These conclusions go along with the outcomes expressed throughout the design process, during which insightful outcomes arose from several meetings and questionnaires regarding preferences and worries predicted by the team members closer to the end-user’s community. Although some authors call for automated evaluation tools [36], we retained the use of questionnaires and meetings with experts to evaluate the designed app as a pragmatic way of making quick assessments and fostering the interaction between the design and pre-evaluation processes.

In addition, and because the contexts of use and users were already clearly predefined and represented among the research team members, it was possible to address the issues with a close to contextual design approach without the need for deep or direct research within the broad and complex scope of the study and all the limitations that this approach could imply [25].

At the same time, fast, interactive, and high-fidelity prototyping was revealed to be a major key factor for the co-design approach. This allowed other nonexpert designers to understand the approach almost seamlessly without requiring any kind of abstraction or written descriptions. Problems arose only with specific limitations of the prototyping tools, such as the inability to conveniently represent horizontal scroll, specific content animations (eg, icons mutations, element dislocations), and different screen aspect ratios.

Other interface design insights were taken into consideration; for example, Martínez-Pérez et al [44] highlight the need to avoid the use of text-only interfaces, making use of the interactivity, images, and logical decision trees throughout algorithms in a step-by-step approach to input data and restrict the input need to the minimum, reducing the time required to complete the diagnosis.

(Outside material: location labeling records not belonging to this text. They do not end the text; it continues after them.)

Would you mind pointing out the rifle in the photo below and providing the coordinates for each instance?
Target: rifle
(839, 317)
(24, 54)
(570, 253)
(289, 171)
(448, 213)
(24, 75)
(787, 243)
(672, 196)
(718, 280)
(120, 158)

Guidelines for Android interfaces [53] were used to convey consistency with the primary system (Android) in which the mobile app will run. After the app is fully developed, convenient adaptations will be made so that the interface can be used equally in the iOS ecosystem [62].

In the scope of web design, Lindgaard [54] hints at the importance of immediately perceived esthetics, beauty, and visual appeal to grant hedonic values and urge the user to trust and use the tool. However, in the realm of web design, we believe that these values can be adopted in any design project that relies on the visual sense to obtain the user’s trust.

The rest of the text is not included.